Video Editing

AI-assisted editing for real footage. Not generation from prompts. Editing existing video fast.

When to Activate

User wants to edit, cut, or structure video footage
Turning long recordings into short-form content
Building vlogs, tutorials, or demo videos from raw capture
Adding overlays, subtitles, music, or voiceover to existing video
Reframing video for different platforms (YouTube, TikTok, Instagram)
User says "edit video", "cut this footage", "make a vlog", or "video workflow"

Core Thesis

AI video editing is useful when you stop asking it to create the whole video and start using it to compress, structure, and augment real footage. The value is not generation. The value is compression.

The Pipeline

Screen Studio / raw footage
  → Claude / Codex
  → FFmpeg
  → Remotion
  → ElevenLabs / fal.ai
  → Descript or CapCut

Each layer has a specific job. Do not skip layers. Do not try to make one tool do everything.

Layer 1: Capture (Screen Studio / Raw Footage)

Collect the source material:

Screen Studio: polished screen recordings for app demos, coding sessions, browser workflows
Raw camera footage: vlog footage, interviews, event recordings
Desktop capture via VideoDB: session recording with real-time context (see videodb skill)

Output: raw files ready for organization.

Layer 2: Organization (Claude / Codex)

Use Claude Code or Codex to:

Transcribe and label: generate transcript, identify topics and themes
Plan structure: decide what stays, what gets cut, what order works
Identify dead sections: find pauses, tangents, repeated takes
Generate edit decision list: timestamps for cuts, segments to keep
Scaffold FFmpeg and Remotion code: generate the commands and compositions

Example prompt:
"Here's the transcript of a 4-hour recording. Identify the 8 strongest segments
for a 24-minute vlog. Give me FFmpeg cut commands for each segment."

This layer is about structure, not final creative taste.

Layer 3: Deterministic Cuts (FFmpeg)

FFmpeg handles the boring but critical work: splitting, trimming, concatenating, and preprocessing.
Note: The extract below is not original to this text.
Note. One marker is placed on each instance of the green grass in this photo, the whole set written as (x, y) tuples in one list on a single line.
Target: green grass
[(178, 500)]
Extract segment by timestamp

ffmpeg -i raw.mp4 -ss 00:12:30 -to 00:15:45 -c copy segment_01.mp4

Batch cut from edit decision list

#!/bin/bash
# cuts.txt: start,end,label
while IFS=, read -r start end label; do
  ffmpeg -i raw.mp4 -ss "$start" -to "$end" -c copy "segments/${label}.mp4"
done < cuts.txt

Concatenate segments

# Create file list
for f in segments/*.mp4; do echo "file '$f'"; done > concat.txt
ffmpeg -f concat -safe 0 -i concat.txt -c copy assembled.mp4

Create proxy for faster editing

ffmpeg -i raw.mp4 -vf "scale=960:-2" -c:v libx264 -preset ultrafast -crf 28 proxy.mp4

Extract audio for transcription

ffmpeg -i raw.mp4 -vn -acodec pcm_s16le -ar 16000 audio.wav

Normalize audio levels

ffmpeg -i segment.mp4 -af loudnorm=I=-16:TP=-1.5:LRA=11 -c:v copy normalized.mp4

Layer 4: Programmable Composition (Remotion)

Remotion turns editing problems into composable code. Use it for things that traditional editors make painful:

When to use Remotion

Overlays: text, images, branding, lower thirds
Data visualizations: charts, stats, animated numbers
Motion graphics: transitions, explainer animations
Composable scenes: reusable templates across videos
Product demos: annotated screenshots, UI highlights

Basic Remotion composition

import { AbsoluteFill, Sequence, Video, useCurrentFrame } from "remotion";

export const VlogComposition: React.FC = () => {
  const frame = useCurrentFrame();

  return (
    <AbsoluteFill>
      {/* Main footage */}
      <Sequence from={0} durationInFrames={300}>
        <Video src="/segments/intro.mp4" />
      </Sequence>

      {/* Title overlay */}
      <Sequence from={30} durationInFrames={90}>
        <AbsoluteFill style={{
          justifyContent: "center",
          alignItems: "center",
        }}>
          <h1 style={{
            fontSize: 72,
            color: "white",
            textShadow: "2px 2px 8px rgba(0,0,0,0.8)",
          }}>
            The AI Editing Stack
          </h1>
        </AbsoluteFill>
      </Sequence>

      {/* Next segment */}
      <Sequence from={300} durationInFrames={450}>
        <Video src="/segments/demo.mp4" />
      </Sequence>
    </AbsoluteFill>
  );
};

Render output

npx remotion render src/index.ts VlogComposition output.mp4

See the Remotion docs for detailed patterns and API reference.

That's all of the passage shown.